Missing in the media coverage of the blockades and protests is recognition of the fact B.C. is in “a completely different legal realm” than the rest of Canada, due to the lack of signed treaties, says Callison, who is a member of northwestern B.C.’s Tahltan Nation.

“The big issue in British Columbia is the continued denial of aboriginal title by the provincial governments and also by Canada,” says Darwin Hanna, also a founding partner of Callison & Hanna and a lawyer whose practice focuses on land claims, self-government and business law. Hanna, who also practises in the Northwest Territories, contrasts his own province with the dynamic in its northern neighbour, where he says the system operates more equitably.

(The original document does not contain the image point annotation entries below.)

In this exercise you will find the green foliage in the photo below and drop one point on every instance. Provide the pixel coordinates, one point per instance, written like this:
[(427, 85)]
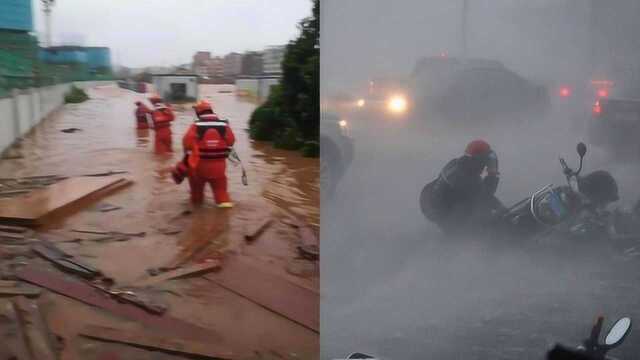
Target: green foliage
[(292, 111), (288, 139), (75, 95), (311, 149)]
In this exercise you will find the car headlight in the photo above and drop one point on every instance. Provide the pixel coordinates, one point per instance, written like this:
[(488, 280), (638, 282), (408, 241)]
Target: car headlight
[(344, 127), (397, 104)]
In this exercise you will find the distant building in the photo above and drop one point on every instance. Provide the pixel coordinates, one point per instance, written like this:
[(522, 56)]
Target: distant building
[(176, 87), (272, 59), (258, 87), (201, 57), (16, 15), (232, 65), (216, 68), (201, 63), (252, 63), (96, 60)]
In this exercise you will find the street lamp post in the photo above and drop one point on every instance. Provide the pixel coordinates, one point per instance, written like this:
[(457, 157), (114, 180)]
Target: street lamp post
[(463, 27), (48, 4)]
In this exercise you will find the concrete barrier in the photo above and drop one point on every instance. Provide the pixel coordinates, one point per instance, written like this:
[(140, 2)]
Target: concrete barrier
[(24, 109)]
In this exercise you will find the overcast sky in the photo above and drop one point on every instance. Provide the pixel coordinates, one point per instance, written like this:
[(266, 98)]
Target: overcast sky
[(168, 32)]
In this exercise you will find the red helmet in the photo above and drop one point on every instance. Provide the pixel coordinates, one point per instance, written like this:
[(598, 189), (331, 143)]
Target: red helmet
[(202, 107), (477, 148), (208, 117), (155, 99)]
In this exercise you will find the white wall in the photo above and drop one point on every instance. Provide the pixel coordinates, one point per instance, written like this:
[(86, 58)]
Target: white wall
[(248, 86), (26, 108), (162, 85), (259, 88)]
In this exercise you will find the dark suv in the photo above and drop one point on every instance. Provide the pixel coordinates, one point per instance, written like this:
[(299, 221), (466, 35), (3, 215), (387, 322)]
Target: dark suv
[(336, 151)]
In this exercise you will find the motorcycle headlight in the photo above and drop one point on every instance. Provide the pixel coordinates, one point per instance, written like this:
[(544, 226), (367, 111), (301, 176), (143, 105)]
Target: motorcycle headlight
[(397, 104), (344, 127)]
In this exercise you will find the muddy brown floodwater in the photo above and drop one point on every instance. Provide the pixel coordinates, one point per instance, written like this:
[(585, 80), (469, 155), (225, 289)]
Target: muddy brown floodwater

“In the Northwest Territories, they have a true government-to-government relationship, in that you have the government of Canada you have the government of Northwest Territories and you have Indigenous governments,” he says. “In respect to any decisions that affecting the land, water and resources, nothing moves forward without each governing body providing their consent to any development.”

In response to calls for the Hereditary Chiefs and other protestors to respect the rule of law, Hanna notes it was the rule of law which mandated residential schools, mandated forced movement and was used “as a vehicle to allow settlers to pre-empt lands,” including with the conferring of major forestry licenses to companies not controlled by Indigenous people.

“You have this whole history of colonization that has benefited from the so-called ‘rule of law’ to favour the settlers and governments to the detriment of indigenous peoples,” Hanna says. “Now we have a situation in B.C., where you have the continued denial [of Aboriginal title] which has given rise to this conflict. The government has known for quite a few years now that they never received consent of the Wet'suwet'en and now they're trying to advance this project, and it sort of begs the question regarding the intentions of the crown to act honourably with respect to the implementation of Aboriginal title.”

The B.C. and Canadian governments have had 20 years to negotiate an agreement which brings together traditional leadership with band councils and defines the roles of bands and traditional governance, says Janes. He adds another path to an improved state of affairs would be getting Delgamuukw back in court.